Python library and command line tool for parsing pdf bank statements

Inspired by https://github.com/antonburger/pdf2csv

Objectives

Banks generally send account statements in pdf format. These pdfs are often encrypted, the pdf format is difficult to extract tables from and when you finally get the table out it's in a non tidy format. This package aims to help by providing a library of functions and a set of command line tools for converting these statements into more useful formats such as csv files and pandas dataframes.

Installation

pip install pdf-statement-reader

Troubleshooting

This package uses tabula-py under the hood, which itself is a wrapper for tabula-java. You thus need to have java installed for it to work. If you have any errors complaining about java, checkout out the tabula-py page for troubleshooting advice.

In the future, we hope to move to a pure python implementation.

Usage

The package provides a command line application psr

Usage: psr [OPTIONS] COMMAND [ARGS]...

  Utility for reading bank and other statements in pdf form

Options:
  --help  Show this message and exit.

Commands:
  bulk      Bulk converts all files in a folder
  decrypt   Decrypts a pdf file Uses pikepdf to open an encrypted pdf file...
  pdf2csv   Converts a pdf statement to a csv file using a given format
  validate  Validates the csv statement rolling balance

Configuration

PDF files are notoriously difficult to extract data from. (Here's a nice blog post on why). For a really good semi-manual GUI solution, check out tabula. In fact this package uses tabula's pdf parsing library under the hood.

Since bank statements are generally of the same (if inconvenient) format, we can set up a configuration to tell the tool how to grab the data.

For each type of bank statement, the exact format will be different. A config file holds the instructions for how to process the raw pdf. For now the only config supported is for Cheque account statements from Absa bank in South Africa.
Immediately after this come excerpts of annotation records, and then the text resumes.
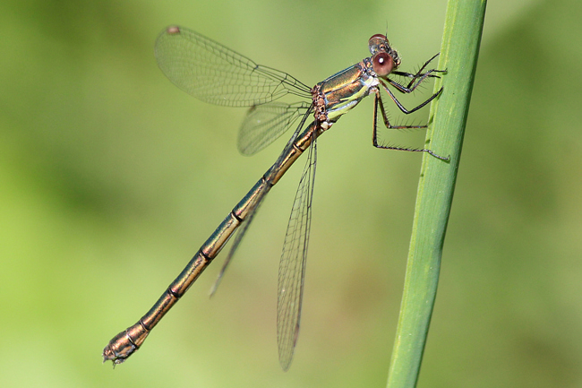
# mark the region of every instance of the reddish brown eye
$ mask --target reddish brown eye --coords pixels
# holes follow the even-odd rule
[[[394,68],[394,60],[388,53],[381,51],[372,58],[372,67],[379,77],[385,77]]]

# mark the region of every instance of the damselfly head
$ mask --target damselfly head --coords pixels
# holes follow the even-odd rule
[[[368,40],[372,53],[372,65],[379,77],[385,77],[400,65],[398,53],[390,47],[385,35],[372,35]]]

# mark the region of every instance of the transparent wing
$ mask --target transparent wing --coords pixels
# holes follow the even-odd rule
[[[183,27],[159,34],[155,53],[174,84],[205,102],[252,107],[289,93],[311,98],[310,88],[287,73],[257,65]]]
[[[311,104],[270,102],[251,107],[238,132],[238,151],[252,155],[278,139]]]
[[[301,119],[301,122],[299,123],[299,125],[297,125],[297,129],[293,133],[293,135],[287,142],[287,145],[285,146],[285,149],[281,152],[281,154],[278,156],[277,159],[277,161],[275,164],[270,168],[270,169],[267,172],[265,178],[267,181],[272,181],[272,179],[277,176],[279,167],[281,162],[285,160],[286,156],[288,154],[289,150],[293,147],[293,143],[297,139],[297,135],[301,133],[301,131],[304,128],[304,125],[305,125],[305,121],[307,120],[307,117],[309,117],[312,114],[312,109],[308,108],[308,109],[305,111],[303,118]],[[311,151],[310,151],[311,153]],[[303,180],[303,179],[302,179]],[[249,227],[251,226],[251,222],[252,222],[252,220],[254,220],[254,215],[257,213],[257,211],[259,210],[259,207],[261,207],[261,204],[262,203],[262,201],[265,199],[265,196],[267,195],[267,193],[270,190],[270,187],[272,185],[267,185],[265,186],[265,190],[261,192],[261,194],[257,196],[257,200],[254,203],[254,206],[252,209],[249,210],[248,214],[246,215],[246,219],[244,221],[244,224],[241,225],[238,232],[236,233],[236,236],[235,237],[235,241],[233,245],[230,247],[230,251],[228,251],[228,255],[227,256],[227,259],[225,260],[224,264],[222,265],[222,268],[220,269],[220,272],[218,272],[218,277],[217,278],[216,281],[214,282],[214,285],[212,286],[212,289],[210,289],[210,297],[214,295],[216,290],[218,288],[218,285],[220,284],[220,280],[222,280],[222,277],[224,276],[225,272],[227,272],[227,268],[228,268],[228,264],[230,263],[233,256],[235,255],[235,253],[236,252],[236,249],[238,248],[238,246],[241,244],[241,241],[243,240],[243,237],[246,234],[246,231],[248,230]],[[288,228],[288,227],[287,227]]]
[[[283,370],[291,366],[299,334],[316,161],[317,143],[313,138],[293,203],[278,269],[277,342]]]

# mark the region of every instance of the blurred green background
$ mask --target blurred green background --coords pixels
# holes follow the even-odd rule
[[[158,69],[166,26],[312,85],[367,56],[368,38],[387,30],[402,69],[415,69],[439,50],[445,9],[2,2],[0,386],[384,386],[421,158],[372,146],[372,99],[319,142],[289,372],[277,358],[277,271],[302,160],[212,300],[223,255],[125,364],[102,365],[101,349],[285,142],[238,154],[244,110],[203,104]],[[582,385],[581,16],[575,0],[489,4],[420,387]]]

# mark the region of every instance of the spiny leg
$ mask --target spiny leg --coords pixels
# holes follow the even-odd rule
[[[442,91],[442,88],[441,88],[441,91]],[[441,91],[439,91],[437,93],[435,93],[427,101],[424,101],[423,104],[421,104],[420,108],[424,107],[428,102],[430,102],[432,99],[434,99],[441,92]],[[392,99],[395,99],[395,98],[393,96],[390,96],[390,97],[392,97]],[[397,105],[400,104],[399,102],[398,102],[397,99],[395,99],[395,101],[397,102]],[[432,155],[433,157],[435,157],[437,159],[440,159],[441,160],[449,160],[449,158],[445,158],[443,156],[438,155],[438,154],[434,153],[432,150],[429,150],[429,149],[426,149],[426,148],[424,148],[424,149],[405,148],[405,147],[396,147],[396,146],[390,146],[390,145],[379,144],[378,143],[378,130],[377,130],[377,127],[378,127],[378,105],[379,104],[380,104],[381,112],[382,114],[382,118],[384,120],[384,125],[386,125],[386,127],[388,129],[416,129],[416,128],[422,129],[422,128],[426,128],[426,126],[427,126],[427,125],[392,125],[389,123],[389,121],[388,120],[388,116],[386,115],[386,110],[384,109],[384,104],[382,102],[382,98],[381,98],[381,96],[380,94],[380,91],[376,89],[375,97],[374,97],[373,129],[372,129],[372,142],[374,147],[381,148],[382,150],[407,151],[410,151],[410,152],[427,152],[430,155]],[[399,105],[399,106],[401,106],[401,105]],[[404,108],[404,107],[402,107],[402,108]],[[404,111],[404,110],[403,110],[403,112],[404,113],[411,113],[411,112],[414,112],[415,110],[416,110],[417,108],[419,108],[419,107],[416,107],[415,109],[413,109],[413,110],[411,110],[409,112],[408,111]]]
[[[382,85],[382,87],[384,88],[384,91],[386,91],[386,92],[388,93],[388,95],[390,96],[390,99],[392,99],[392,100],[394,101],[394,103],[396,104],[396,106],[398,107],[398,109],[400,109],[400,110],[402,111],[402,113],[404,113],[404,114],[406,114],[406,115],[409,115],[409,114],[411,114],[411,113],[414,113],[414,112],[417,111],[418,109],[420,109],[421,108],[424,107],[426,104],[428,104],[429,102],[431,102],[432,100],[433,100],[434,99],[436,99],[436,97],[437,97],[439,94],[441,94],[441,92],[442,91],[442,87],[441,87],[441,89],[439,89],[439,91],[437,91],[436,93],[434,93],[433,95],[432,95],[432,96],[431,96],[428,99],[426,99],[424,102],[423,102],[422,104],[420,104],[418,107],[413,108],[412,109],[408,110],[408,109],[407,109],[406,108],[404,108],[404,106],[400,103],[400,101],[398,101],[398,99],[396,98],[396,96],[394,95],[394,93],[392,93],[392,91],[391,91],[389,89],[388,89],[388,87],[386,86],[386,84],[385,84],[381,80],[380,80],[380,83]],[[403,91],[403,92],[406,93],[407,91]],[[379,95],[380,95],[380,91],[378,91],[376,92],[376,96],[379,96]]]

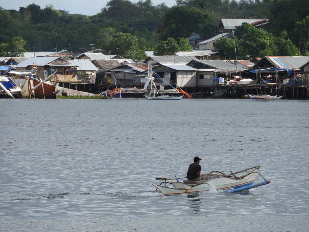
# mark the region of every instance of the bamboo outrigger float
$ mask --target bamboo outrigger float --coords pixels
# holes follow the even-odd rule
[[[197,181],[187,180],[183,182],[179,182],[179,179],[186,178],[186,177],[171,179],[156,178],[156,180],[164,181],[160,184],[153,184],[152,185],[156,187],[166,196],[195,193],[209,191],[214,189],[220,193],[236,192],[270,183],[270,181],[266,180],[259,173],[261,167],[261,165],[259,165],[234,173],[230,171],[231,174],[228,174],[217,171],[213,171],[208,174],[202,175],[206,177],[206,179]],[[248,170],[249,171],[239,176],[235,175]],[[220,174],[218,174],[218,173]],[[257,174],[262,177],[265,181],[253,184]],[[172,180],[176,180],[177,181],[167,181]],[[163,183],[165,184],[164,186],[161,185]],[[167,183],[172,185],[173,186],[167,186]]]

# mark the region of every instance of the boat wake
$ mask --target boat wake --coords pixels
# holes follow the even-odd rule
[[[69,192],[55,193],[33,193],[27,192],[0,192],[0,201],[22,200],[40,199],[67,198],[80,200],[104,200],[117,199],[146,198],[163,196],[157,191],[100,192]]]

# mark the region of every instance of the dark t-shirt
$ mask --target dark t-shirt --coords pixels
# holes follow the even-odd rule
[[[201,165],[197,163],[192,163],[189,165],[188,171],[187,172],[187,178],[188,180],[193,180],[198,176],[197,172],[201,169]]]

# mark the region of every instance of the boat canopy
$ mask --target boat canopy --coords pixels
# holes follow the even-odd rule
[[[291,71],[291,69],[289,69],[286,68],[276,68],[276,67],[273,67],[272,68],[263,68],[261,69],[254,69],[252,70],[249,70],[249,71],[250,72],[253,72],[254,73],[256,73],[257,72],[268,72],[269,71],[274,71],[277,72],[281,72],[282,71],[286,71],[288,72],[289,73],[289,75],[290,75],[291,74],[291,73],[292,72]]]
To set up a different statement, you can simply add a new config file and then tell the psr tool to use it. These config files are stored in a folder structure as follows:

config > [country code] > [bank] > [statement type].json

So for example the default config is stored in

config > za > absa > cheque.json

The config spec is a code of the form

[country code].[bank].[statement type]

Once again for the default this will be

za.absa.cheque

The configuration file itself is in JSON format. Here's the Absa cheque account one with some commentary to explain what each field does.

{
    // Describes the page layout that should be scanned
    "layout": { 
        // Default layout for all pages not otherwise defined
        "default": {
            // The page coordinates in containing the table in pts 
            // [top, left, bottom, right]
            "area": [280, 27, 763, 576],
            // The right x coordinate of each column in the table
            "columns": [83, 264, 344, 425, 485, 570]
        },
        // Layout for the first page
        "first": {
            "area": [480, 27, 763, 576],
            "columns": [83, 264, 344, 425, 485, 570]
        }
    },

    // The columns names to be used as they exactly appear
    // in the statement
    "columns": {
        "trans_date": "Date",
        "trans_type": "Transaction Description",
        "trans_detail": "Transaction Detail",
        "debit": "Debit Amount",
        "credit": "Credit Amount",
        "balance": "Balance"
    },

    // The order of the columns to be output in the csv
    "order": [
        "trans_date",
        "trans_type",
        "trans_detail",
        "debit",
        "credit",
        "balance"
    ],

    // Specifies any cleaning operations required
    "cleaning": {
        // Convert these columns to numeric
        "numeric": ["debit", "credit", "balance"],
        // Convert these columns to date
        "date": ["trans_date"],
        // Use this date format to parse any date columns
        "date_format": "%d/%m/%Y",
        // For cases where the transaction detail is stored
        // in the next line below the transaction type
        "trans_detail": "below",
        // Only keep the rows where these columns are populated
        "dropna": ["balance"]
    }
}

These were the configuration options that were required for the default format. It is envisaged that as more formats are added, the list of options will grow.

CLI API

decrypt

Usage: psr decrypt [OPTIONS] INPUT_FILENAME [OUTPUT_FILENAME]

  Decrypts a pdf file

  Uses pikepdf to open an encrypted pdf file and then save the unencrypted
  version. If no output_filename is specified then overwrites the original
  file.

Options:
  -p, --password TEXT  The pdf encryption password. If not supplied, it will
                       be requested at the prompt
  --help               Show this message and exit.

pdf2csv

Usage: psr pdf2csv [OPTIONS] INPUT_FILENAME [OUTPUT_FILENAME]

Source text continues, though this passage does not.